10.  Impairment or handicap. Symptoms of Asperger disorder have to be severe enough to cause significant impairment in every day life. Simple examples would include having to attend a special education class, inability to participate in community activities without extra support, serious problems with behaviour (such as disruptive or aggressive behaviour), or serious impact on family life.

[This last  "disruptive or aggressive behaviour, or serious impact on family life"  is also the main criteria for the need for behavioural help.   It is even more likely that the problem is one of "behaviour management" rather than Aspergers if your son functions well, fairly normally,  in any situation outside the home where he has to interact with others.   If he can do this, say, for periods at school, or when he is with grandparents or other relatives, when he is with a child minder, or at an after school club etc, then this tells you that his problem is  "situation specific".

What this means is that the behaviour is far more pronounced or specific to particular places, or with particular people (i.e. the parents)  which in turn, in my view,  clearly means that the child is far LESS LIKELY to have any internal problem like Aspergers

In fact behaviour being "situation specific",   in my view, rules out, or puts in doubt either

  • the diagnoses of a more serious condition itself or

  • the diagnosed condition being the main cause of the     problem behaviour at home

    11.  Pragmatic language impairment. This could include difficulty with eye contact, greeting, holding conversations, adjusting what you see based on different situations, or even recognizing what situation you are in (formal, informal, casual, intimate).
    [Significant if he has this - but do not confuse this with his inability to understand why he should not do something or his use of irrational arguments or temper to make his point - these are typical  "bad behaviours".]
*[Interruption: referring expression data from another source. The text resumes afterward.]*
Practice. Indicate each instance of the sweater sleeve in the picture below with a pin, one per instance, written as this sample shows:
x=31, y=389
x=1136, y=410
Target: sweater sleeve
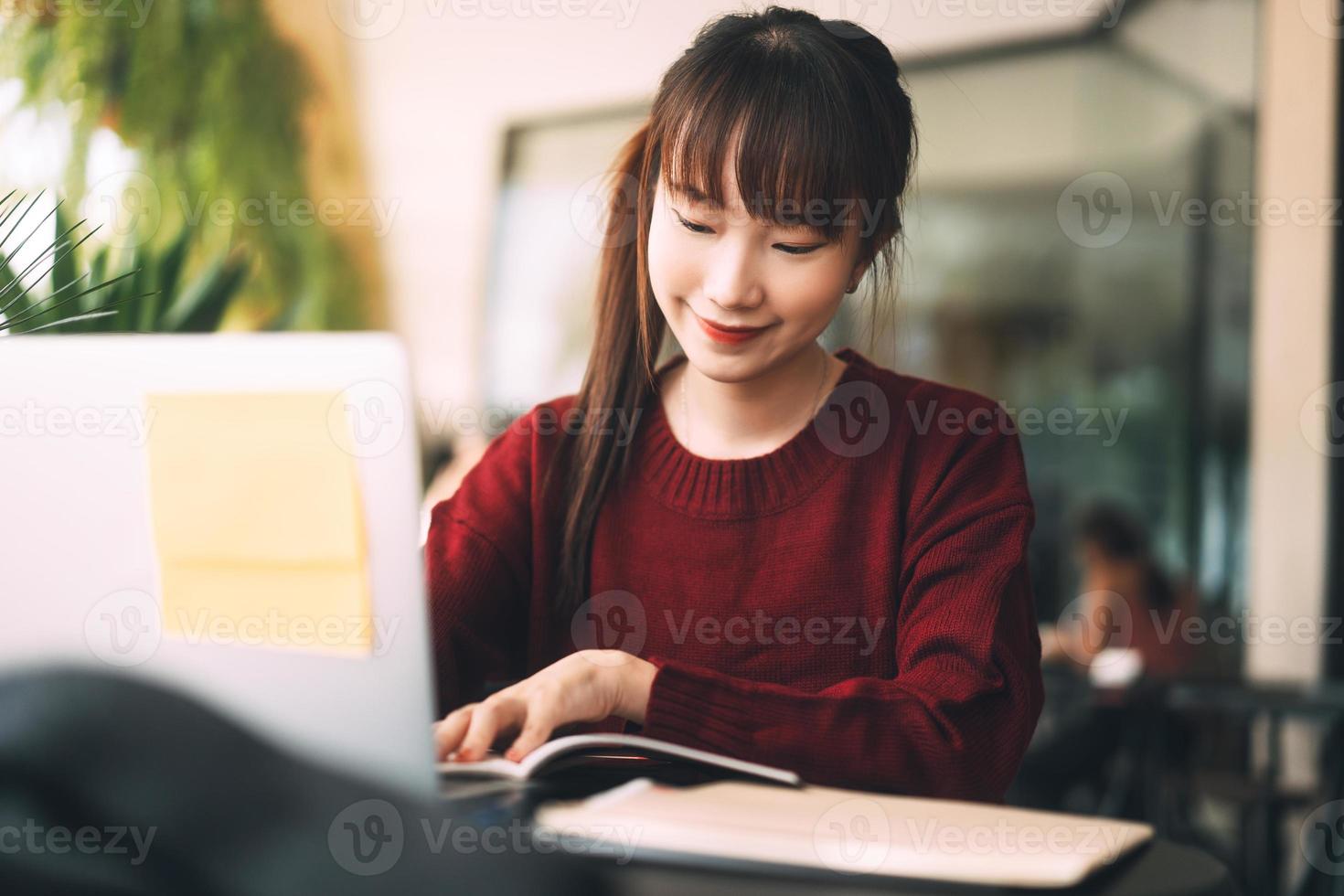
x=477, y=564
x=955, y=719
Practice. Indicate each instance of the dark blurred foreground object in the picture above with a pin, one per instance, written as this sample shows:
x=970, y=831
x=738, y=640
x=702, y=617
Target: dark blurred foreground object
x=109, y=784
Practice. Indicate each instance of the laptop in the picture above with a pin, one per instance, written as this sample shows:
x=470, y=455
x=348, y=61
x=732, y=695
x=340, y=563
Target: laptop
x=230, y=515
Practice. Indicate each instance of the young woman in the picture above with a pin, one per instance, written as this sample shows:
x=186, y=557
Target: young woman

    12.  Semantic impairment.  The term "semantics" has to do with the meaning of language, which is often different from the "literal" meaning of words.  Typical problems include not getting jokes, taking speech literally (not understanding figures of speech), or insistence on following literal rules.
    [Not understanding simple jokes is significant.  Taking speech literally is also significant but should not be confused with the child's deliberately taking what you say literally when they know full well what you really mean.   Also many children are not good at accepting jokes at their own expense.]

    I hope this helps.  All the best for the future.